Figure 5. Calibration plots for all models at 28 days. Each plot compares predicted survival probabilities to observed outcomes. (a) Weibull. (b) Lasso. (c) Ridge. (d) Elastic Net. (e) RSF. (f) GBM. (g) DeepSurv.
Regularized models (Lasso, Ridge, Elastic Net) showed similar behavior: intercepts changed from negative to positive over time, reflecting reduced bias, while slopes remained below 1, indicating overestimation. For example, Lasso's slope increased from 0.25 at day 14 to 0.53 at day 28, with intercepts shifting from –0.73 to 0.70. Ridge and Elastic Net followed comparable trajectories, with modest slope recovery and intercepts approaching zero by day 28 (Figures 5b–d).
RSF demonstrated progressive improvement, with intercepts moving from –1.55 to 0.89 and slopes from 0.62 to 0.64 across time points. While not perfectly calibrated, RSF showed the most consistent trend toward reliability (Figure 5e). In contrast, GBM exhibited miscalibration throughout: intercepts were negative (–3.86 at day 7), and slopes remained extremely low (0.13 at day 14), indicating overestimation and biased predictions (Figure 5f).
DeepSurv displayed the most favorable calibration at day 7, with intercept –0.79 and slope 0.79, closely approximating ideal values. However, its calibration deteriorated at later time points, with a reversed slope at day 28 (–0.51) and a high intercept (1.75), suggesting that its probability estimates were not consistent over time. Overall, while most models exhibited some degree of miscalibration, RSF and DeepSurv demonstrated comparatively better alignment between predicted and observed risks (Figure 5g).
Feature importance analysis
Since the RSF model was the overall best machine learning model, the importance of its features was interpreted (Table 15). The model demonstrated rapid convergence of error rates, stabilizing after approximately 300 trees, indicating adequate ensemble size for robust prediction. The analysis identified birth weight as the most important feature of neonatal survival, with a relative importance set to 1.00. This variable contributed substantially more to model performance than any other feature.
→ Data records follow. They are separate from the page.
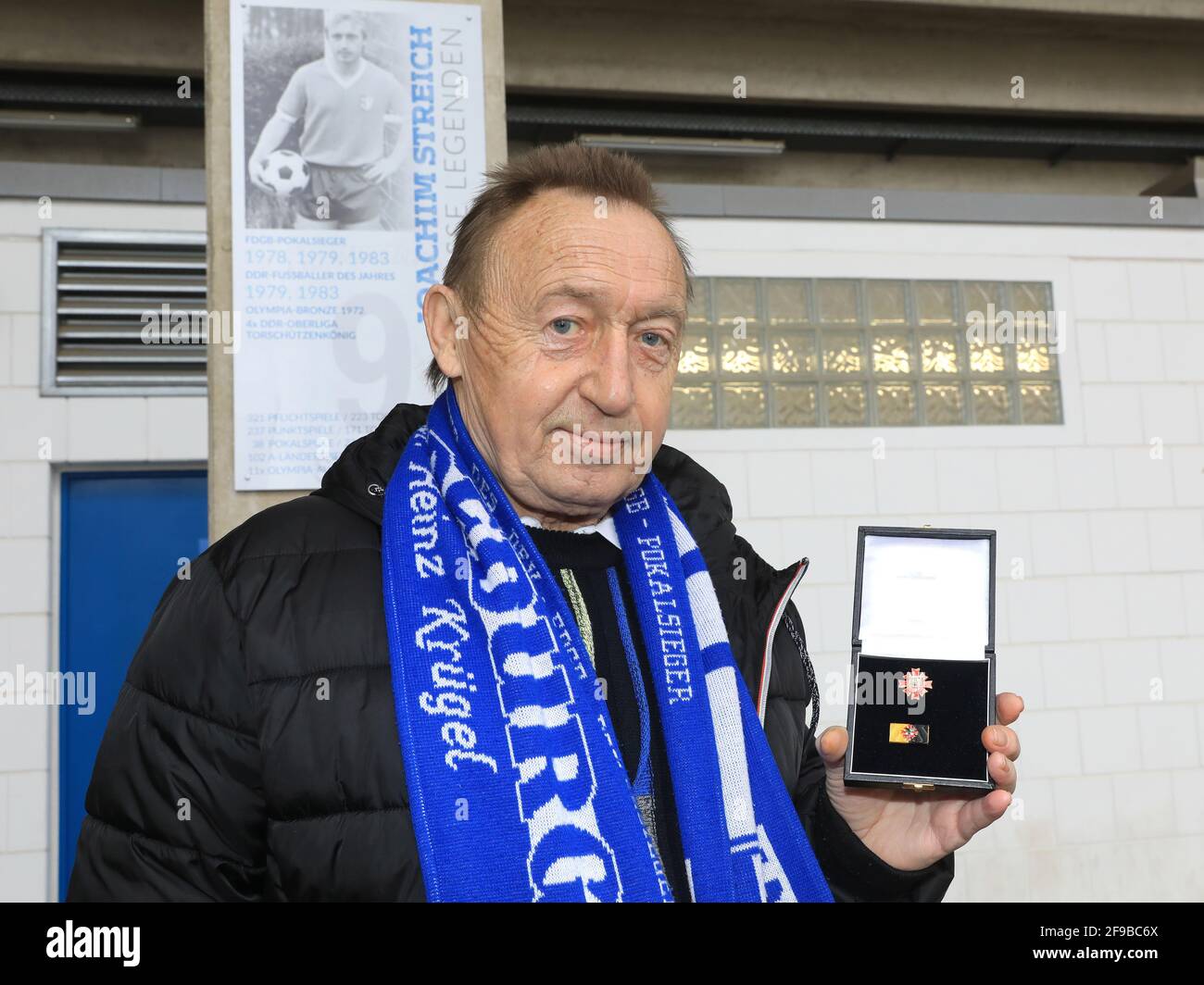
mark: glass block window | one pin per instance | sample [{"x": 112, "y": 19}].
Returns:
[{"x": 775, "y": 352}]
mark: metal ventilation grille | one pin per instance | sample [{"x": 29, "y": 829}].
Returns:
[{"x": 107, "y": 289}]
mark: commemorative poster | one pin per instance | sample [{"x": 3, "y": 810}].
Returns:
[{"x": 357, "y": 143}]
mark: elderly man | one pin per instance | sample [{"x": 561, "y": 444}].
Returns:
[{"x": 570, "y": 651}]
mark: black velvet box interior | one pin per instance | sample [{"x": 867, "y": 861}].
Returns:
[
  {"x": 955, "y": 712},
  {"x": 925, "y": 600}
]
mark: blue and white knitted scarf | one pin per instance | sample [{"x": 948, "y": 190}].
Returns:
[{"x": 517, "y": 788}]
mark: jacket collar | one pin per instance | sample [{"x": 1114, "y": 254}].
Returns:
[{"x": 360, "y": 475}]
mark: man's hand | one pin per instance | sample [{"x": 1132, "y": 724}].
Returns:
[
  {"x": 911, "y": 829},
  {"x": 256, "y": 172},
  {"x": 383, "y": 168}
]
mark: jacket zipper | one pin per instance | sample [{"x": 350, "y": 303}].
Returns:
[{"x": 767, "y": 656}]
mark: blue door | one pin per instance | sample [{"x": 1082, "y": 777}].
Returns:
[{"x": 123, "y": 533}]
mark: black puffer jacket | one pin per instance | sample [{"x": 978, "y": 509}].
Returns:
[{"x": 253, "y": 752}]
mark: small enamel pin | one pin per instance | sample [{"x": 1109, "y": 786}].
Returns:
[
  {"x": 907, "y": 732},
  {"x": 915, "y": 684}
]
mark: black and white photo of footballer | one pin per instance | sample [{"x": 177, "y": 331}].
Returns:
[{"x": 349, "y": 110}]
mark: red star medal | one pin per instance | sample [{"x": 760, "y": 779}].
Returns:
[{"x": 915, "y": 683}]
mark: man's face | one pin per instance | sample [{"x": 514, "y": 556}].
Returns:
[
  {"x": 579, "y": 331},
  {"x": 345, "y": 41}
]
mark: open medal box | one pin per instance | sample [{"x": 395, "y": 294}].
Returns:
[{"x": 922, "y": 683}]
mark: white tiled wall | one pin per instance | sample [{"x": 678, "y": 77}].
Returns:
[
  {"x": 1108, "y": 542},
  {"x": 1100, "y": 580},
  {"x": 81, "y": 430}
]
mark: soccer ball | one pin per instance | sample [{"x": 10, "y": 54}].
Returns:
[{"x": 284, "y": 172}]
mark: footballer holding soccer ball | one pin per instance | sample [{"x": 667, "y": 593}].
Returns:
[{"x": 345, "y": 103}]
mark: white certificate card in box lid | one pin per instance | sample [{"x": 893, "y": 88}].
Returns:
[{"x": 926, "y": 596}]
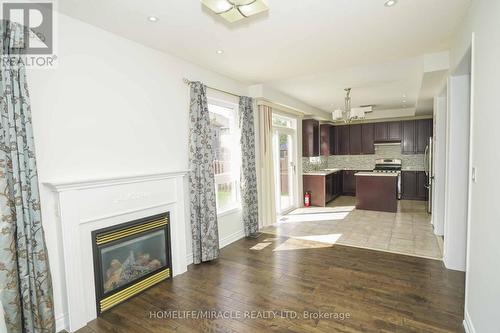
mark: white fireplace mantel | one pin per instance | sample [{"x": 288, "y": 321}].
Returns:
[{"x": 87, "y": 205}]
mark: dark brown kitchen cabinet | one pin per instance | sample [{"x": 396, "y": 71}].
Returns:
[
  {"x": 423, "y": 132},
  {"x": 337, "y": 186},
  {"x": 415, "y": 136},
  {"x": 380, "y": 132},
  {"x": 343, "y": 140},
  {"x": 408, "y": 137},
  {"x": 387, "y": 131},
  {"x": 414, "y": 185},
  {"x": 367, "y": 138},
  {"x": 323, "y": 188},
  {"x": 325, "y": 139},
  {"x": 349, "y": 182},
  {"x": 394, "y": 131},
  {"x": 310, "y": 138},
  {"x": 355, "y": 144}
]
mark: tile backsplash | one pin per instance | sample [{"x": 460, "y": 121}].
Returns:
[{"x": 363, "y": 162}]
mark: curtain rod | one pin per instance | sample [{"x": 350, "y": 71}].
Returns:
[{"x": 188, "y": 82}]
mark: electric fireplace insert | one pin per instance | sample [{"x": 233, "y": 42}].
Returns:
[{"x": 129, "y": 258}]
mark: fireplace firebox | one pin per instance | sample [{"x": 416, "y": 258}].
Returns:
[{"x": 129, "y": 258}]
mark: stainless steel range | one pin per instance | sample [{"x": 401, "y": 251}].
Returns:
[{"x": 390, "y": 165}]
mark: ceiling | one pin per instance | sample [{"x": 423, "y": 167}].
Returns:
[{"x": 309, "y": 50}]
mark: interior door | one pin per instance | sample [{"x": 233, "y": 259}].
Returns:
[{"x": 285, "y": 170}]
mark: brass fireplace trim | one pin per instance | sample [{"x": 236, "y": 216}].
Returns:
[
  {"x": 112, "y": 236},
  {"x": 109, "y": 302}
]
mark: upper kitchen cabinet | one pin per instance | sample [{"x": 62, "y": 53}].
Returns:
[
  {"x": 342, "y": 137},
  {"x": 325, "y": 140},
  {"x": 355, "y": 144},
  {"x": 394, "y": 131},
  {"x": 415, "y": 136},
  {"x": 380, "y": 130},
  {"x": 387, "y": 131},
  {"x": 423, "y": 133},
  {"x": 367, "y": 138},
  {"x": 310, "y": 138},
  {"x": 408, "y": 137}
]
Neonatal sex, sepsis, and necrotizing enterocolitis emerged as the next most important predictors, each explaining roughly one-quarter to one-third of the predictive contribution of birth weight. Hypoxic-ischemic encephalopathy also demonstrated a meaningful effect, though of slightly lower magnitude. In contrast, respiratory distress, HIV exposure, and antenatal care visits were associated with lower importance values, indicating weaker contributions to overall model discrimination. These findings highlight the dominant role of birth weight in determining neonatal outcomes, while also highlighting the relevance of key clinical complications such as sepsis, necrotizing enterocolitis, and hypoxic-ischemic encephalopathy.
Discussion
The high mortality rate (74.3%), reflects the vulnerability of this neonatal population and consistent with prior reports from low and middle income settings (Liu et al., 2016; Lawn et al., 2005).
Birth weight consistently remained as a strong predictor and confirmed the well established association between low birth weight and neonatal mortality (Lee et al., 2013). Neonates who died had a median birth weight of 1.22 kg compared to 1.64 kg among survivors. Although more male neonates died in numbers, the mortality rate was higher among females (78.6% vs. 71.0%), supporting prior reports of sex specific vulnerability (Kent et al., 2012), though the literature remains mixed (Mondal et al., 2014). The consistency of birth weight as a significant factor highlights its effect as a more robust marker of neonatal vulnerability. Conversely, a study in Botswana by Kitt et al. (2022)), found low birth weight to be protective factor. HIE was associated with reduced survival (TR = 0.71, p < 0.001), consistent with its known role in neonatal morbidity and mortality (Shankaran et al., 2005). RDS and NEC were associated with high mortality rates, though their effects were reduced in adjusted models, likely reflecting overlapping clinical pathways and limited sample size for NEC cases.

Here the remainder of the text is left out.